Pas de romantisme désuet dans sa démarche, mais une exploration frontale de la condition féminine qui pulvérise les clichés et les attentes.

D’un style unique, son art porte l’empreinte de deux terres.
Formé d’abord aux Beaux-Arts d’Abidjan, Devy-Evan Groh Mondjehi, 29 ans, a quitté la Côte d’Ivoire en 2017, pour poursuivre son développement artistique en France.
De Toulouse où il s’est immergé dans l’histoire de l’art jusqu’à Rennes et Nantes où il a développé sa pratique, chaque étape géographique marque une évolution de son regard artistique.
Sa propre vision de l’art
« Je ne me suis pas mis de barrières », déclare-t-il sèchement, comme si cette évidence méritait à peine d’être mentionnée. Contrairement à certains créateurs qui se définissent avant tout par leur origine, Evan préfère se voir comme un artiste dont l’identité multiple enrichit la palette sans la définir entièrement.

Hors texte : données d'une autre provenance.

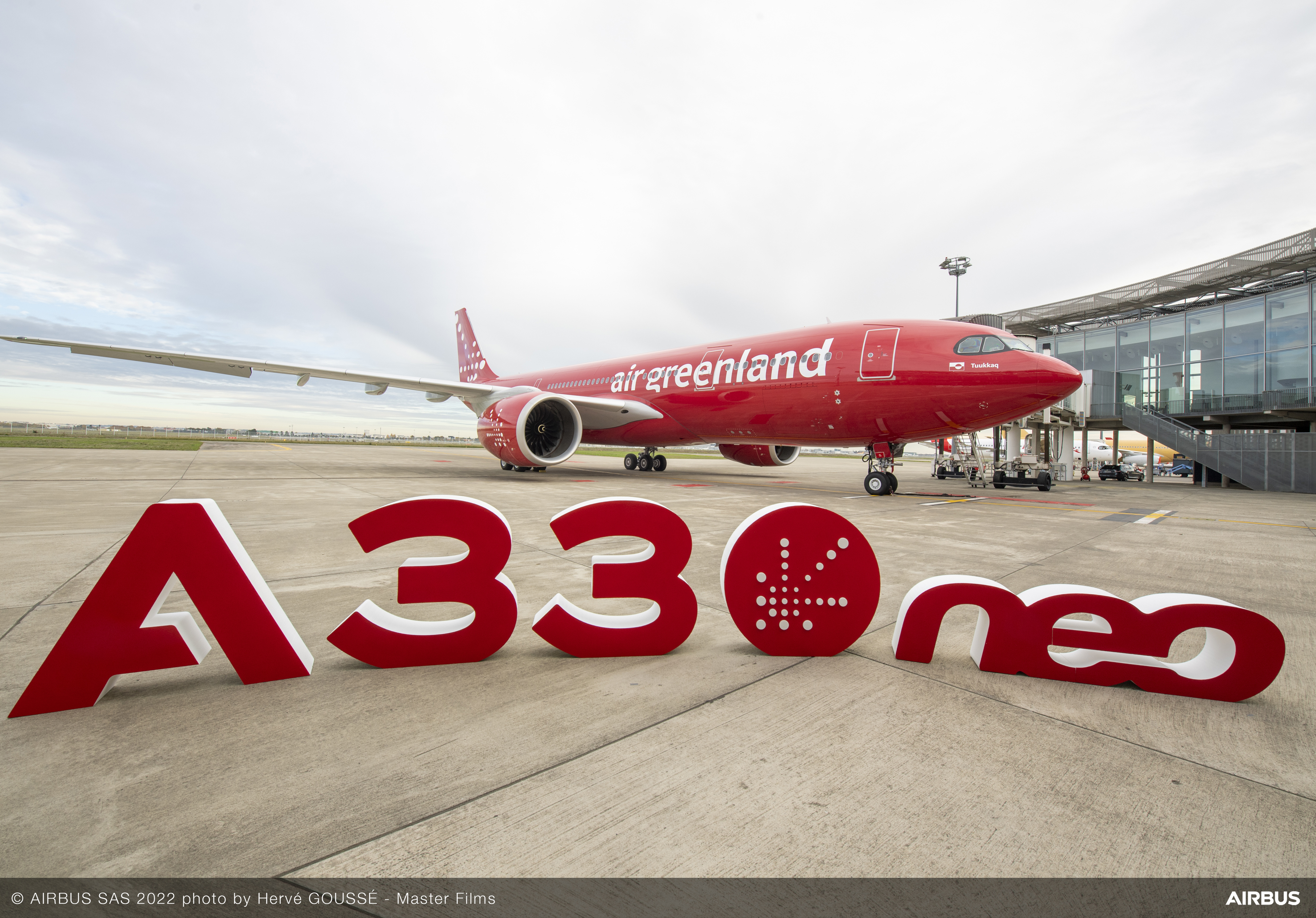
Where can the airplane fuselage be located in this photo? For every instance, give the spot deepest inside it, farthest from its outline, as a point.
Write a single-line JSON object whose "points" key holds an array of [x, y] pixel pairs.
{"points": [[844, 384]]}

Déjà plus jeune, il ressent l’attrait vers l’art occidental, un art qui dépasse l’esthétique, à travers lequel on parle. « En Côte d’Ivoire, l’art s’arrête souvent à sa beauté. Moi, je voulais faire passer des messages et faire parler les émotions », explique l’artiste, son phrasé portant encore les musicalités de son Abidjan natal.
En vérité, l’art a régi toute sa vie. « Quand j’avais une histoire en tête, je pouvais la retranscrire visuellement, et cela me permettait de la garder longtemps en mémoire. » En classe, ses cahiers se distinguaient déjà par des illustrations. Dessiner le stimulait, en même temps qu’il lui permettait de mieux retenir ses leçons. Cette approche pragmatique éclaire sa démarche actuelle : ses portraits ne sont pas simplement esthétiques, ils essayent de comprendre.
Transmettre son art jusqu’en Côte d’Ivoire
Le quotidien d’Evan se partage entre deux mondes : l’artiste qui explore des thématiques profondes et le peintre décorateur qui assure sa subsistance.
« L’art est un marathon, pas un sprint », observe-t-il avec lucidité. Cette double vie, loin de diluer sa vision, l’ancre dans une réalité qui nourrit son travail et inspire ses projets futurs, notamment pour soutenir de jeunes talents en Côte d’Ivoire.
« J’aimerais, un jour, pouvoir ramener toutes mes connaissances là-bas pour enseigner et y changer la vision de l’art », explique-t-il d’un air presque rêveur. « Avant de vraiment y réfléchir, j’essaye de vivre de mon art et de m’épanouir complètement ici », nuance-t-il d’une sèche rationalité.